Steele takes a stab at Yushchenko
From the chronicle of distortions #3: Yushchenko is as bad as the guys he's up against
On Oct 28, 2004, the Guardian ran a commentary by Johnathan Steele titled: "Where the Cold War Never Died". It included a nasty little swipe at Yushchenko for being undemocratic.
Steele said: "[Political observers] also wonder how much of a democrat Yushchenko is. He publicly compared supporters of one murdered journalist, Georgy Gongadze, to fascists." The original context of this remark we aren't given, and I am unfamiliar with it, but the intention is clearly not in promoting the truth, as Steele leaves out the following very vital details:
1) Ukrainians clearly do not find, and have not ever found, Yushchenko to be anti-Gongadze. To take a recent bit of proof, during the pro-Yushchenko rallies this week, Gongadze's mother appeared on the stage herself, and Gongadze's wife addressed the crowd in a videotaped message from her home in Washington. Would they be promoting him in front of millions if there were any credible argument that Yushchenko was reviling Gongadze's name, or the names of his true supporters?
2) Gongadze didn't just get killed in a random attack. He was under surveillance by the Ukrainian secret police, who let him be kidnapped by thugs, who then tortured him, killed him, and left his beheaded body lying in a ditch out in the backwoods of the Kyiv region for a passerby to find. Later a tape was released by Kuchma's bodyguard, in which he caught Kuchma saying "something should be done about that guy" just before Gongadze was killed. That Yushchenko made a comment Steele could use out of context was fit to print, that the actual *murder of the journalist in question* was linked on tape to the administration was not fit to even mention.

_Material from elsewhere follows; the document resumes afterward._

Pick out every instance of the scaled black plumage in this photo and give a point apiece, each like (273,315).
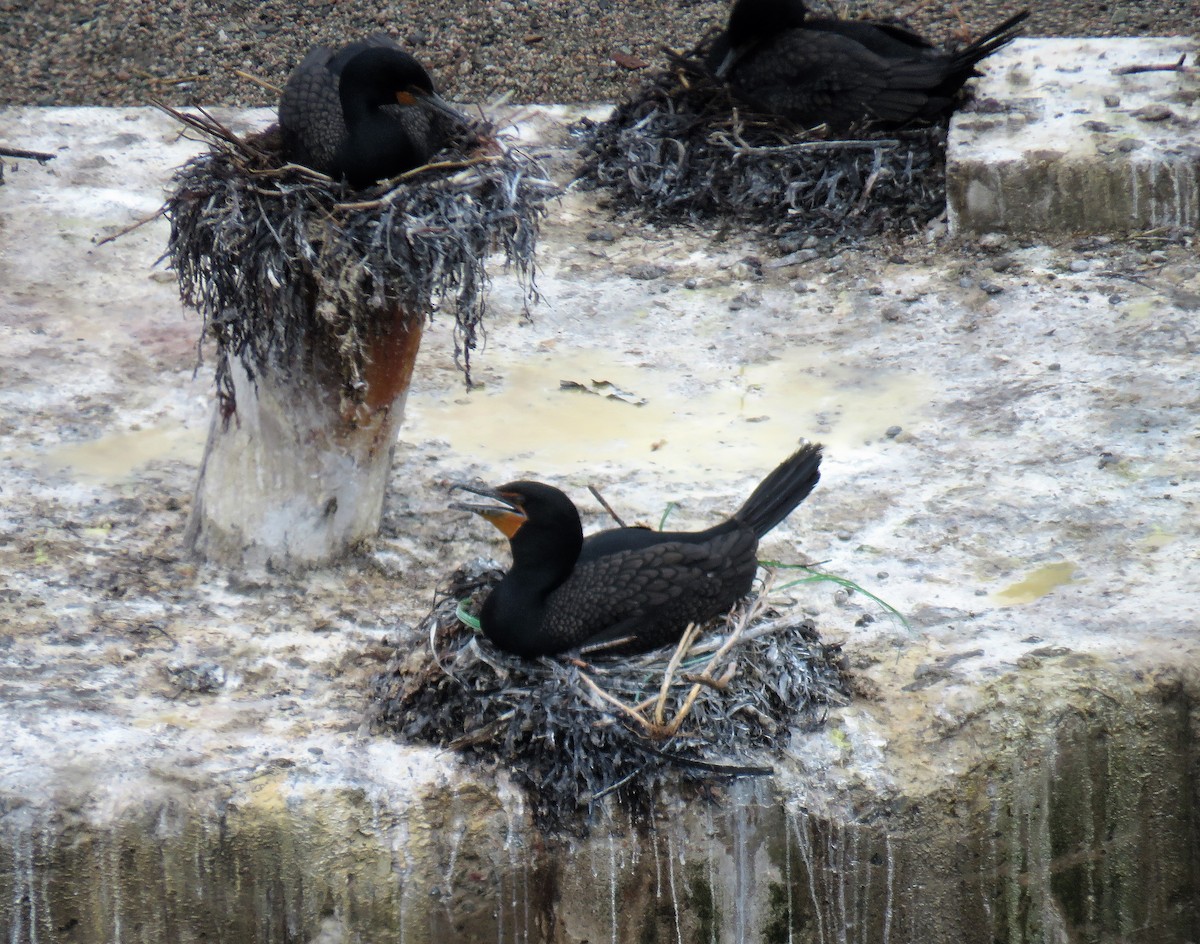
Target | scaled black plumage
(365,113)
(631,588)
(820,70)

In the same article, Steele points out the visits by senior US officials to Ukraine as interference, claiming "They were aroused, it seems, by the outgoing president Leonid Kuchma's sudden change of line on Nato," and continuing on about how the US is just trying to get Ukraine into its NATO club because it hates Russia. What he neglects to mention is that two of the three people he mentioned (Richard Holbrooke and Henry Kissenger) were explicitly invited by the current President's son-in-law, Victor Pinchuk, and came based on his invitation.
Either Mr. Steele has been incredibly sloppy with his journalism and compounded his sloppiness with unsubstantiated accusations, or he is purposefully concealing facts. Either way, he is not a journalist you should trust when reading about Ukraine.